Santa Monica Airport


A Los Angeles pilot and a Santa Monica pilot-in-training have filed a lawsuit alleging the City’s agreement with the Federal Aviation Administration to shorten the runway and eventually shut down SMO violated the Brown Act.

James Babinksi and Kate Scott filed a complaint in the Los Angeles Superior Court that alleges the secret meetings and closed session discussions between the City Council, the City Attorney, other staff members and the FAA showed “lack of compliance with the Brown Act (and) utter disrespect for the open meetings laws and Constitution.”

Conversations between City staff, the Council and the FAA were kept under wraps until the Council publicly voted on the terms of the agreement in January at a special Saturday meeting. The Council narrowly approved the settlement with a 4-3 vote.

The Brown Act is California’s sunshine law, which governs local government meetings. The Act permits closed-session meetings for pending litigation and situations involving significant exposure to litigation.

Scott lives in the Sunset Park neighborhood just west of SMO and has invested in aviation lessons at the airport. Babinski works at the airport for one of the aeronautical service providers and is a private pilot. Both content they were denied their right to testify, speak and scrutinize the settlement agreement and eventual closure of the airport.

Neither Scott nor Babinski responded to the Daily Press’ request for comment.

The City believes the lawsuit will be dismissed.

“The City takes compliance with the Brown Act – the state’s public meeting law – seriously,” Interim City Attorney Joe Lawrence said. “Transparency is a core value of the City.
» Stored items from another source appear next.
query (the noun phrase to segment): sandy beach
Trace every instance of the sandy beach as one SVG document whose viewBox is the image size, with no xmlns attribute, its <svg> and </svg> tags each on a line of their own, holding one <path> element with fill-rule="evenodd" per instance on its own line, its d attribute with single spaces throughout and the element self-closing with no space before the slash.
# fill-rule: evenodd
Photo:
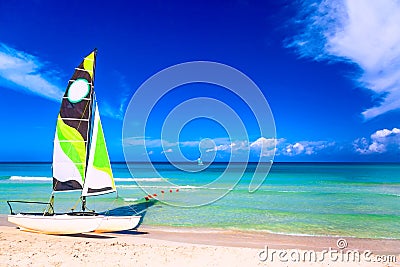
<svg viewBox="0 0 400 267">
<path fill-rule="evenodd" d="M 20 231 L 6 215 L 0 225 L 1 266 L 400 266 L 400 240 L 345 238 L 341 250 L 337 237 L 155 226 L 55 236 Z"/>
</svg>

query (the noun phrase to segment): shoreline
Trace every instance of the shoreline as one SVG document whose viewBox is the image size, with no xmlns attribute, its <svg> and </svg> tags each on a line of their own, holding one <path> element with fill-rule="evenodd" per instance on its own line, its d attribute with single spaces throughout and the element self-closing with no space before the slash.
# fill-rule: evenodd
<svg viewBox="0 0 400 267">
<path fill-rule="evenodd" d="M 1 216 L 1 215 L 0 215 Z M 357 236 L 340 236 L 340 235 L 313 235 L 313 234 L 302 234 L 302 233 L 284 233 L 284 232 L 273 232 L 269 230 L 255 230 L 255 229 L 242 229 L 242 228 L 218 228 L 218 227 L 202 227 L 202 226 L 169 226 L 169 225 L 158 225 L 158 224 L 151 224 L 151 225 L 146 225 L 146 227 L 150 228 L 165 228 L 165 229 L 186 229 L 185 231 L 193 230 L 210 230 L 210 231 L 231 231 L 231 232 L 238 232 L 238 233 L 248 233 L 248 234 L 258 234 L 258 235 L 277 235 L 277 236 L 294 236 L 294 237 L 316 237 L 316 238 L 348 238 L 348 239 L 362 239 L 362 240 L 400 240 L 400 238 L 391 238 L 391 237 L 357 237 Z M 171 230 L 172 232 L 174 230 Z M 176 230 L 179 232 L 179 230 Z"/>
<path fill-rule="evenodd" d="M 18 230 L 14 224 L 7 221 L 6 214 L 0 214 L 0 228 Z M 371 250 L 381 254 L 400 254 L 400 239 L 294 235 L 253 230 L 154 225 L 141 225 L 137 231 L 107 233 L 106 235 L 123 238 L 124 236 L 131 236 L 132 233 L 133 235 L 140 234 L 141 237 L 148 239 L 158 239 L 193 245 L 258 249 L 268 246 L 273 249 L 304 249 L 316 251 L 322 251 L 328 248 L 337 248 L 338 239 L 345 239 L 348 243 L 347 249 L 364 251 Z"/>
<path fill-rule="evenodd" d="M 289 266 L 272 260 L 290 251 L 336 249 L 337 237 L 293 236 L 223 230 L 142 225 L 137 231 L 45 235 L 18 230 L 0 215 L 0 263 L 6 266 Z M 343 251 L 394 255 L 396 262 L 292 262 L 296 266 L 400 266 L 400 240 L 345 238 Z M 260 260 L 268 251 L 269 258 Z M 110 261 L 111 260 L 111 261 Z M 108 264 L 106 264 L 108 263 Z"/>
<path fill-rule="evenodd" d="M 14 224 L 9 223 L 7 221 L 8 214 L 0 214 L 0 227 L 15 227 Z M 291 237 L 298 239 L 308 239 L 308 238 L 316 238 L 316 239 L 349 239 L 349 240 L 360 240 L 360 241 L 376 241 L 376 242 L 384 242 L 384 241 L 393 241 L 399 242 L 400 238 L 377 238 L 377 237 L 356 237 L 356 236 L 339 236 L 339 235 L 312 235 L 312 234 L 296 234 L 296 233 L 274 233 L 268 230 L 253 230 L 253 229 L 235 229 L 235 228 L 216 228 L 216 227 L 201 227 L 201 226 L 168 226 L 168 225 L 141 225 L 140 229 L 152 230 L 152 231 L 162 231 L 166 233 L 236 233 L 236 234 L 244 234 L 250 236 L 267 236 L 267 237 L 287 237 L 290 239 Z M 400 247 L 399 251 L 400 253 Z"/>
</svg>

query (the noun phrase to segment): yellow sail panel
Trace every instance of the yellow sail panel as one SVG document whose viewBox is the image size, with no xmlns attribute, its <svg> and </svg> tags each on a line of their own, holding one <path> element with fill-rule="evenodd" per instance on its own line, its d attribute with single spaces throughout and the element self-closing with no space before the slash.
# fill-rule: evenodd
<svg viewBox="0 0 400 267">
<path fill-rule="evenodd" d="M 85 59 L 83 60 L 83 68 L 89 72 L 91 78 L 93 79 L 94 74 L 94 59 L 95 59 L 96 50 L 90 53 Z"/>
</svg>

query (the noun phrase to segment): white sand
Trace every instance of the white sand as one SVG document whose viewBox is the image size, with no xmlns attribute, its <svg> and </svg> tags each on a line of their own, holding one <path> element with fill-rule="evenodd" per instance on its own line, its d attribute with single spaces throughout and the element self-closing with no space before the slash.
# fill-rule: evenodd
<svg viewBox="0 0 400 267">
<path fill-rule="evenodd" d="M 323 247 L 335 241 L 334 238 L 165 227 L 143 227 L 141 231 L 51 236 L 0 226 L 0 266 L 400 266 L 399 263 L 332 262 L 327 255 L 322 262 L 293 262 L 289 254 L 286 257 L 281 254 L 287 262 L 279 260 L 278 253 L 295 256 L 302 252 L 294 249 L 311 247 L 319 251 L 317 259 L 321 259 Z M 370 243 L 372 247 L 382 247 L 385 250 L 382 253 L 387 255 L 397 250 L 397 262 L 400 261 L 399 240 L 365 241 L 368 240 L 350 239 L 349 245 L 362 248 Z M 268 250 L 269 259 L 260 261 L 265 245 L 274 249 Z"/>
</svg>

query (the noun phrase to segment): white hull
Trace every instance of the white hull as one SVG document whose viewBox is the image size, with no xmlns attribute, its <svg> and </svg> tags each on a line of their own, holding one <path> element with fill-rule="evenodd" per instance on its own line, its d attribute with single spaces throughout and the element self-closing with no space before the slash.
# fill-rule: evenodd
<svg viewBox="0 0 400 267">
<path fill-rule="evenodd" d="M 23 230 L 44 234 L 80 234 L 94 231 L 104 216 L 8 215 L 8 221 Z"/>
<path fill-rule="evenodd" d="M 117 232 L 138 226 L 141 216 L 104 216 L 95 232 Z"/>
</svg>

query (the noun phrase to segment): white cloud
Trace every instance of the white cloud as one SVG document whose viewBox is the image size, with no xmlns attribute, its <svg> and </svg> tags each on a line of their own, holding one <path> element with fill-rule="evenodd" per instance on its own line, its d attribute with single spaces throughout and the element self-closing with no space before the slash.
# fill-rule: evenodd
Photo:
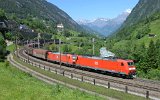
<svg viewBox="0 0 160 100">
<path fill-rule="evenodd" d="M 131 13 L 132 9 L 126 9 L 125 12 Z"/>
</svg>

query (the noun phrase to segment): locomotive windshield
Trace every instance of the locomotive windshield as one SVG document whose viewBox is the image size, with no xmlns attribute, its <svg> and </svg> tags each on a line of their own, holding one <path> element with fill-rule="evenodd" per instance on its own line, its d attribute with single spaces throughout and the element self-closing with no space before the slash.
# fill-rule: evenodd
<svg viewBox="0 0 160 100">
<path fill-rule="evenodd" d="M 76 55 L 73 55 L 73 56 L 72 56 L 72 59 L 73 59 L 73 60 L 77 60 L 77 56 L 76 56 Z"/>
<path fill-rule="evenodd" d="M 129 66 L 133 66 L 133 65 L 134 65 L 134 62 L 128 62 L 128 65 L 129 65 Z"/>
</svg>

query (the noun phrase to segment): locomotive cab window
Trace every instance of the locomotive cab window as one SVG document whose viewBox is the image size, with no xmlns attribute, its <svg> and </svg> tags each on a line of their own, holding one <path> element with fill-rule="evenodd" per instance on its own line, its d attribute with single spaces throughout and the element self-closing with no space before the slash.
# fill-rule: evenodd
<svg viewBox="0 0 160 100">
<path fill-rule="evenodd" d="M 124 64 L 123 64 L 123 63 L 121 63 L 121 66 L 124 66 Z"/>
<path fill-rule="evenodd" d="M 129 66 L 134 66 L 134 62 L 128 62 Z"/>
</svg>

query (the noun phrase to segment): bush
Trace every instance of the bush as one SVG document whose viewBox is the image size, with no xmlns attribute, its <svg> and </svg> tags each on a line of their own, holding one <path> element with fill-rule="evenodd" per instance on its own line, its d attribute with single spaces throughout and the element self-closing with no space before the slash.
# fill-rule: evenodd
<svg viewBox="0 0 160 100">
<path fill-rule="evenodd" d="M 147 74 L 148 79 L 160 80 L 160 70 L 151 69 Z"/>
<path fill-rule="evenodd" d="M 9 66 L 9 61 L 5 61 L 5 67 L 7 68 Z"/>
</svg>

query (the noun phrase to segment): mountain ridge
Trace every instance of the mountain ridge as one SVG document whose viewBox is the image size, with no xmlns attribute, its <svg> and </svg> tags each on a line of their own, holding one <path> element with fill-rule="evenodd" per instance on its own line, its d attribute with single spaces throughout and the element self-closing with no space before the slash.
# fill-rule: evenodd
<svg viewBox="0 0 160 100">
<path fill-rule="evenodd" d="M 67 13 L 46 0 L 0 0 L 0 8 L 8 16 L 16 15 L 19 19 L 38 18 L 48 21 L 50 27 L 63 23 L 64 27 L 72 30 L 83 30 Z"/>
<path fill-rule="evenodd" d="M 123 26 L 133 25 L 138 21 L 150 17 L 157 11 L 160 11 L 160 0 L 139 0 L 138 4 L 133 8 Z M 138 17 L 137 17 L 138 16 Z"/>
<path fill-rule="evenodd" d="M 160 0 L 140 0 L 114 35 L 116 38 L 123 40 L 132 38 L 133 33 L 139 35 L 148 34 L 149 31 L 146 33 L 145 30 L 152 30 L 149 24 L 156 16 L 159 16 L 159 12 Z M 140 26 L 140 24 L 142 25 Z"/>
<path fill-rule="evenodd" d="M 79 23 L 83 27 L 88 27 L 96 32 L 99 32 L 104 36 L 108 36 L 121 26 L 129 13 L 130 11 L 127 10 L 113 19 L 97 18 L 94 20 L 77 20 L 77 23 Z"/>
</svg>

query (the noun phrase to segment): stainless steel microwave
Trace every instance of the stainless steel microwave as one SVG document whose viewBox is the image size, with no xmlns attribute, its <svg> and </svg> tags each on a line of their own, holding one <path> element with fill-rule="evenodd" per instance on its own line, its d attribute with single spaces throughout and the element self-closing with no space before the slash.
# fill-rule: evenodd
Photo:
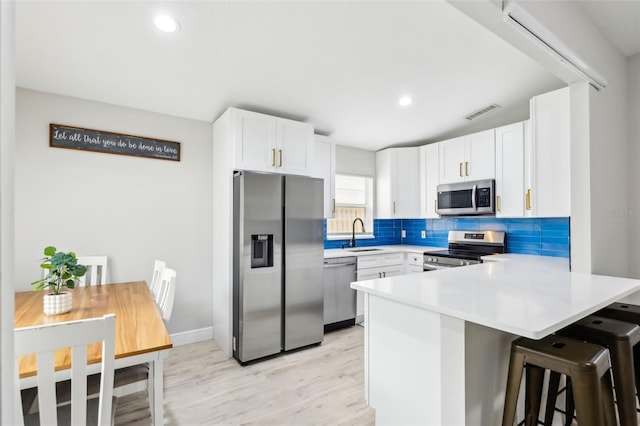
<svg viewBox="0 0 640 426">
<path fill-rule="evenodd" d="M 441 216 L 494 215 L 495 180 L 474 180 L 438 185 Z"/>
</svg>

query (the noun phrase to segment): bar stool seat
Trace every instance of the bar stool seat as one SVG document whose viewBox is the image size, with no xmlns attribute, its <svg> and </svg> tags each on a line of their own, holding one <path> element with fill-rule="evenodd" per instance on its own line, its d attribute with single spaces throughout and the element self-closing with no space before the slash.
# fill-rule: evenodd
<svg viewBox="0 0 640 426">
<path fill-rule="evenodd" d="M 559 330 L 556 334 L 596 343 L 609 349 L 620 424 L 637 426 L 633 348 L 640 342 L 640 326 L 631 322 L 590 315 Z M 545 425 L 550 425 L 553 420 L 559 381 L 560 374 L 552 372 L 549 377 Z M 570 397 L 567 397 L 568 402 L 570 402 L 569 399 Z M 567 409 L 566 414 L 569 418 L 573 415 L 573 410 Z"/>
<path fill-rule="evenodd" d="M 580 426 L 615 425 L 609 350 L 594 343 L 551 335 L 511 342 L 503 426 L 513 426 L 522 373 L 526 367 L 525 424 L 538 423 L 544 371 L 571 378 Z"/>
<path fill-rule="evenodd" d="M 640 324 L 640 306 L 630 303 L 612 303 L 594 315 Z"/>
</svg>

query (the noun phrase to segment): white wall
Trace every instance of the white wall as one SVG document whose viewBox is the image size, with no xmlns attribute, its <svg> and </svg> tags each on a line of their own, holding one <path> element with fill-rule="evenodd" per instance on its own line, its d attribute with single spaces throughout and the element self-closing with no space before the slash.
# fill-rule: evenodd
<svg viewBox="0 0 640 426">
<path fill-rule="evenodd" d="M 640 278 L 640 53 L 629 58 L 629 275 Z"/>
<path fill-rule="evenodd" d="M 15 3 L 0 1 L 0 424 L 14 422 Z"/>
<path fill-rule="evenodd" d="M 628 217 L 617 214 L 627 211 L 629 206 L 626 58 L 600 33 L 579 5 L 572 2 L 518 3 L 609 80 L 601 91 L 589 89 L 588 121 L 583 117 L 572 118 L 571 167 L 583 170 L 588 167 L 590 181 L 588 184 L 571 182 L 571 215 L 578 219 L 572 220 L 571 234 L 590 235 L 591 241 L 580 244 L 572 241 L 571 257 L 576 263 L 585 265 L 583 272 L 628 276 L 629 261 L 637 256 L 626 250 Z M 588 149 L 589 155 L 580 154 L 580 149 Z M 580 203 L 575 203 L 586 193 L 591 199 L 588 215 Z"/>
<path fill-rule="evenodd" d="M 109 281 L 177 270 L 170 333 L 209 328 L 211 124 L 18 89 L 16 290 L 40 275 L 47 245 L 109 256 Z M 49 147 L 49 123 L 181 142 L 181 161 Z"/>
<path fill-rule="evenodd" d="M 448 2 L 571 84 L 572 89 L 583 81 L 506 24 L 501 2 Z M 640 253 L 627 250 L 628 217 L 610 214 L 624 212 L 629 206 L 626 58 L 606 40 L 577 2 L 518 0 L 517 3 L 609 80 L 609 85 L 600 92 L 590 88 L 587 96 L 581 93 L 582 102 L 587 105 L 579 108 L 579 116 L 573 116 L 572 111 L 571 168 L 578 168 L 577 175 L 589 180 L 571 182 L 571 259 L 572 265 L 580 267 L 574 270 L 580 272 L 627 276 L 630 262 L 636 262 Z M 589 154 L 584 155 L 581 149 L 589 150 Z M 590 198 L 589 206 L 574 203 L 585 195 Z M 576 235 L 580 236 L 579 244 L 574 244 Z"/>
</svg>

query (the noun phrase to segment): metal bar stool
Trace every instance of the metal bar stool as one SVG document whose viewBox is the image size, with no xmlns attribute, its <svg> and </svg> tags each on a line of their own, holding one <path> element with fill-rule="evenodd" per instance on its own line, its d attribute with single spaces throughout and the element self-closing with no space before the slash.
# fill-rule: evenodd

We believe the lawsuit does not have merit and is contradicted both by what actually happened and the Brown Act itself.”

The two residents are not the first to file litigation to fight the consent decree in an effort to keep SMO open. In February, the National Business Aviation Association along with several other businesses and aviation groups petitioned the U.S. Court of Appeals to review the agreement. On Thursday, three Circuit Court Judges denied the NBAA’s motion to halt all construction on the runway until the court can review the settlement.

“We expected the D.C. Circuit Court to reject the injunction request,” Mayor Ted Winterer said in a statement Friday. “The City will continue to swiftly implement the terms of the Consent Decree, including shortening the runway, and mitigating health and safety impacts on our neighborhoods while the airport is in operation.”

The consent decree included an agreement that the airport will remain open through 2028 and dismissed litigation between the FAA and Santa Monica. The City is currently exploring two options to reduce the runway at SMO from 5,000 feet to 3,500 feet. The City Council will review the runway shortening options May 24 before the contractor, AECOM, can finalize the design, determine the final cost and set a construction timeline.

While the judge dismissed the NBAA’s motion to halt construction, the order also referred the case to a merits panel to review the legality of the decree.

“The order…makes clear that the court holds steadfast on the need to for a thorough and fair hearing about this unprecedented situation,” NBAA President and CEO Ed Bolen said. “For decades, the NBAA has pursued all potential avenues for preserving business aviation access to the Santa Monica Municipal Airport, and we will continue to exercise every remaining option for doing so.”